Case Study 20-2: Calling printf Without libc — printf's Implementation
Objective
Trace exactly what happens when your assembly code calls printf: from the PLT stub through the dynamic linker to the eventual write(2) system call. Use GDB to step through every layer. Understand that "calling printf" involves the dynamic linker, the C runtime, and ultimately the kernel.
Setup: A Simple Program
; trace_printf.asm — we'll trace this with GDB
extern printf
section .data
fmt: db "Hello, %s! Count=%d", 10, 0
name: db "World", 0
section .text
global _start
_start:
push rbp
mov rbp, rsp
sub rsp, 8 ; stack alignment
mov rdi, fmt
mov rsi, name
mov rdx, 42
xor eax, eax
call printf
add rsp, 8
pop rbp
; exit(0) via syscall
mov eax, 60
xor edi, edi
syscall
Build with dynamic linking:
nasm -f elf64 -o trace_printf.o trace_printf.asm
gcc trace_printf.o -o trace_printf -nostartfiles
# -nostartfiles: don't include crt1.o etc., use our _start
Layer 1: The call printf Instruction
When CALL printf executes, the assembler replaced printf with the address of printf's PLT stub (Procedure Linkage Table). Not the address of printf in libc — the PLT stub.
Disassemble to see this:
objdump -d trace_printf | grep -A 5 'printf'
Output:
0000000000401020 <printf@plt>:
401020: ff 25 e2 2f 00 00 jmpq *0x2fe2(%rip) # GOT entry
401026: 68 00 00 00 00 pushq $0x0 # relocation index
40102b: e9 e0 ff ff ff jmpq 401010 <.plt> # to PLT[0]
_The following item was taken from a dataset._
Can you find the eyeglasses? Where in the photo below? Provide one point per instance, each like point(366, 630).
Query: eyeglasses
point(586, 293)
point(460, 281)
So CALL printf actually calls printf@plt. This is the PLT stub.
Layer 2: The PLT Stub (First Call)
The PLT stub at 0x401020 does:
; printf@plt:
jmp qword [rip + GOT_printf_offset] ; indirect jump via GOT entry
push 0x0 ; relocation index (skipped on first jmp if GOT loaded)
jmp PLT_0 ; jump to PLT[0] (the resolver)
On the first call to printf, the GOT entry for printf contains the address of the next instruction (push 0x0), not yet resolved. So the first instruction jmp [GOT] jumps to the push instruction — effectively falling through to the resolver logic.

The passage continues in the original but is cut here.